🤖 AI Summary
This work addresses the challenge of efficiently learning graph Laplacians in distributed streaming settings, where it is difficult to simultaneously achieve computational efficiency, high approximation accuracy, and effective distributed representation. The paper proposes GSQUEAK, the first algorithm that achieves strong spectral approximation guarantees for graph sparsification under a single-pass, distributed streaming model. Leveraging effective-resistance-based sampling, GSQUEAK performs spectral sparsification by maintaining only a small set of critical edges, thereby substantially reducing both computational and communication overhead. The resulting sparse graphs preserve strong spectral similarity to the original graphs while significantly enhancing scalability and real-time performance for large-scale graph learning tasks.
📝 Abstract
Graph-based techniques and spectral graph theory have enriched the field of machine learning with a variety of critical advances. A central object in the analysis is the graph Laplacian L, which encodes the structure of the graph. We consider the problem of learning over this Laplacian in a distributed streaming setting, where new edges of the graph are observed in real time by a network of workers.

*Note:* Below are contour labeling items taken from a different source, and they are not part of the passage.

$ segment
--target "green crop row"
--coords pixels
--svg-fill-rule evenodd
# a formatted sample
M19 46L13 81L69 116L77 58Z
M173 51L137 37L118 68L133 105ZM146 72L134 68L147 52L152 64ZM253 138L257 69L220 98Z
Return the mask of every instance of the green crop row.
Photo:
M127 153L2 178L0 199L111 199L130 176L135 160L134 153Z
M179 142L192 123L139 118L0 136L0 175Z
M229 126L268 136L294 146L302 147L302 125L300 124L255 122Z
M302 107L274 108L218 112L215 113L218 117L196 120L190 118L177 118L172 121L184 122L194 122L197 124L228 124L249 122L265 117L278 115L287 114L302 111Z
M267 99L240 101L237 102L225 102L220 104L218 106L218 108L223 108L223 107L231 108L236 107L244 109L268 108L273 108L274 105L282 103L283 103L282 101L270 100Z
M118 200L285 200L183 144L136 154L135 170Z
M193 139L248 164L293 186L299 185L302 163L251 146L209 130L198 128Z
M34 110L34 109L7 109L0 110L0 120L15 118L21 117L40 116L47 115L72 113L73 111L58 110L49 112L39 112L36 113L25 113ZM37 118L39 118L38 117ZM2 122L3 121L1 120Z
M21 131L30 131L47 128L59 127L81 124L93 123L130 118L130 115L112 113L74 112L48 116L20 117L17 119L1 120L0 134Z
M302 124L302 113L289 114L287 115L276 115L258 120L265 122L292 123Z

In this setting, it is hard to learn quickly or approximately while keeping a distributed representation of L. To address this challenge, we present a novel algorithm, GSQUEAK, which efficiently sparsifies the Laplacian by maintaining a small subset of effective resistances. We show that our algorithm produces sparsifiers with strong spectral approximation guarantees, all while processing edges in a single pass and in a distributed fashion.